Schaden ohne Hirn

Fernsehmuseum tagt zu Drogen und Psychosen  ■ Von Marit Hofmann

Woher hatten unsere Großeltern eigentlich ihre verqueren Ansichten vom Haschischkonsum? Sie saßen zu viel vor der Glotze. Das Fernsehen hat einen nicht geringen Teil dazu beigetragen, dass falsche Informationen über Drogen kursierten. In einer Folge des Kommissars von 1972 beispielsweise fahndet Fritz Wepper in einer finsteren Hippiekneipe namens Nirwana nach einem Haschischdealer – und was findet er? Apathische Junkies mit Spritzen und zerstochenen Venen, darunter auch ein 13jähriges Mädchen mit Schulranzen. Da immer nur von Haschisch die Rede ist und niemals von Heroin, hatten harmlose Gelegenheitskiffer bei ihrer Aufklärungsarbeit einen schweren Stand: Wer kommt schon gegen die TV-Instanz Der Kommissar an?
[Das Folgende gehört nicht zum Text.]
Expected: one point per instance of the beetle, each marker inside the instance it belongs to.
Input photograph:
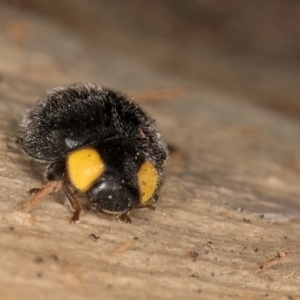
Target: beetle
(98, 142)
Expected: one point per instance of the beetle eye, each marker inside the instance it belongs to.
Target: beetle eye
(113, 196)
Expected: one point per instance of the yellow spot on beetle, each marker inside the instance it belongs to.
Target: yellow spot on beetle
(147, 181)
(85, 166)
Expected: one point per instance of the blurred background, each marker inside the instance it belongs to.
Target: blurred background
(250, 48)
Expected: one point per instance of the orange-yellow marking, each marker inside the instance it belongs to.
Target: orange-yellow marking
(147, 178)
(84, 166)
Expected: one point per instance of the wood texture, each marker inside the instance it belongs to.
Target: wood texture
(227, 225)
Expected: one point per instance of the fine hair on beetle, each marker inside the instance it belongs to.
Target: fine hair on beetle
(98, 142)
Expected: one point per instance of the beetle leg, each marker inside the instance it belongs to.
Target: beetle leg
(41, 193)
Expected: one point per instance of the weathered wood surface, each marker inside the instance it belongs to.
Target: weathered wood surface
(207, 239)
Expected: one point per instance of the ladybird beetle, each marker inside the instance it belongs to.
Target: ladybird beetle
(98, 142)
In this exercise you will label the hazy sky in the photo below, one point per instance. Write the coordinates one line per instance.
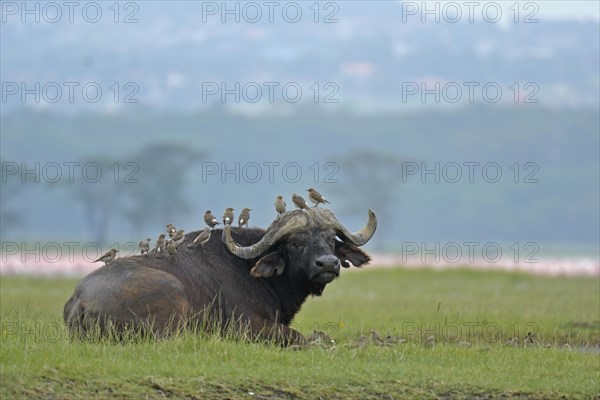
(577, 9)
Solche verfälschenden Darstellungen hält die Gruppe RE-Products, die in einer Sondersitzung des Fernsehmuseums dem Thema Drogen und TV nachgeht, für symptomatisch. Im Vergleich zu US-Serien wie Mannix, aus der heute abend im Metropolis ebenfalls eine Episode zu sehen ist, geht Der Kommissar sogar noch behutsam vor. Denn immerhin unterscheidet er zwischen den Drogenkonsumenten, die der gütige Kommissar Keller (Erik Ode) als verirrte Schäfchen unter seine Fittiche nimmt, und den wahren Bösewichtern: den Großdealern, die auf Kosten haschspritzender Schulmädchen in ihren mit Pool und Sauna ausgestatteten Villen Orgien feiern.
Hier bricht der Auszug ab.